Here’s a sentence we thought we’d never write: Things are looking up for Banca Monte dei Paschi di Siena.
After fetchingly and relatively quietly passing its first half-millennium collecting the lambing profits of the grand dukes of Tuscany and pioneering the mortgage business in Italy, it decided to go public and then get aggressive. This did not end well, and as a result all Italians got a lump of MPS coal in their Christmas stockings last year.
But for the last week, things could hardly have gone better. First, the EU signed off on the aforementioned controversial bailout plan. And now a key part of that plan, selling off the mountain of bad debt that makes the non-Italian speaker wonder whether “Paschi” means “non-performing loans” in the language, seems to be coming into place.

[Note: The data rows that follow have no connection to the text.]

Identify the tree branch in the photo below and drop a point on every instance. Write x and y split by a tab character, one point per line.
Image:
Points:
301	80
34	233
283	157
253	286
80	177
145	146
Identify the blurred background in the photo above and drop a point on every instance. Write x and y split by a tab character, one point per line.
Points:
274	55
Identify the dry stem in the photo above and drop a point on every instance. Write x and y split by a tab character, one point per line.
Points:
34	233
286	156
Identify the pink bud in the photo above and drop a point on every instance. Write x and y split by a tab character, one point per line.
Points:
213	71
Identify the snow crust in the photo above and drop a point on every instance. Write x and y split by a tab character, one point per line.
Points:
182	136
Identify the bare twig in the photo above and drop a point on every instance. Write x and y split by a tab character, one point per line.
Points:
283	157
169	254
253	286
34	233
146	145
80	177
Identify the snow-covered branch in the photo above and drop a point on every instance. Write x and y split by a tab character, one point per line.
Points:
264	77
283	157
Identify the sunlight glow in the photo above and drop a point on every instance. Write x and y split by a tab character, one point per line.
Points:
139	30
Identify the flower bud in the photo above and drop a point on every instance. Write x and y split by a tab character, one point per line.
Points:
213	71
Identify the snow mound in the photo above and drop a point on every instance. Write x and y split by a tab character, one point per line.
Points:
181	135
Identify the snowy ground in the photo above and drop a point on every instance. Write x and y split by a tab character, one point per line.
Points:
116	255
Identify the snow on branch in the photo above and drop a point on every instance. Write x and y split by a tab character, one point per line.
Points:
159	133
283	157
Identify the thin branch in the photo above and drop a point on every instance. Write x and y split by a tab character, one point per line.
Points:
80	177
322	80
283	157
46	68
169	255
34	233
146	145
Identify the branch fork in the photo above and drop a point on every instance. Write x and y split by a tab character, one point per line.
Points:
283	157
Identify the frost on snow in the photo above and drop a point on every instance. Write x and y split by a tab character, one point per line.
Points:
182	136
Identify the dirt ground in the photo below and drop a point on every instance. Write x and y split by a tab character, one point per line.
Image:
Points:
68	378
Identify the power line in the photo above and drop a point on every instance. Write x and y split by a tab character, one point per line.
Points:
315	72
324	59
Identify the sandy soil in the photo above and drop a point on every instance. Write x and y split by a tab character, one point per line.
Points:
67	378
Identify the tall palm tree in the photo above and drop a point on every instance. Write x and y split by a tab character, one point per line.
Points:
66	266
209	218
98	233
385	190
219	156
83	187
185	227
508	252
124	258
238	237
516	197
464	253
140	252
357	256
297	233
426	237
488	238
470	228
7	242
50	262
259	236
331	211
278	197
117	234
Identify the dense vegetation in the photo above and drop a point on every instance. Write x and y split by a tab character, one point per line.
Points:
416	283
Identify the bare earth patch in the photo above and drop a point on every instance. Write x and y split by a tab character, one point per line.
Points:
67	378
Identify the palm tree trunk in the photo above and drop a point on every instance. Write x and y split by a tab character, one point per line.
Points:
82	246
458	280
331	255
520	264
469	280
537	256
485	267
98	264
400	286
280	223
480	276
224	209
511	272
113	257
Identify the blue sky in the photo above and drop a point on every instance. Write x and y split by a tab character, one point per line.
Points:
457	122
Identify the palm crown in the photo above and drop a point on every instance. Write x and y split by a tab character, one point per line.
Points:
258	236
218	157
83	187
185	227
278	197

Banca Monte dei Paschi di Siena SpA, whose survival may depend on a bailout from Italy, is in exclusive talks to sell a batch of non-performing loans to York Capital Management LP, according to a person with knowledge of the matter.
The loans have a face value of 240 million euros ($270 million) and were made to Impreme SpA, a property developer owned by Rome’s Mezzaroma family, said the person, who asked not to be identified because the talks are private. York Capital, a New York-based hedge fund, is offering more than 40 cents on the euro for the debt, the person said.
Sure, it’s only 1% of the total debt pile in which MPS is drowning, but it’s a start. And it’s a lot more than the 25% the bank expects to get, on average, for the stuff.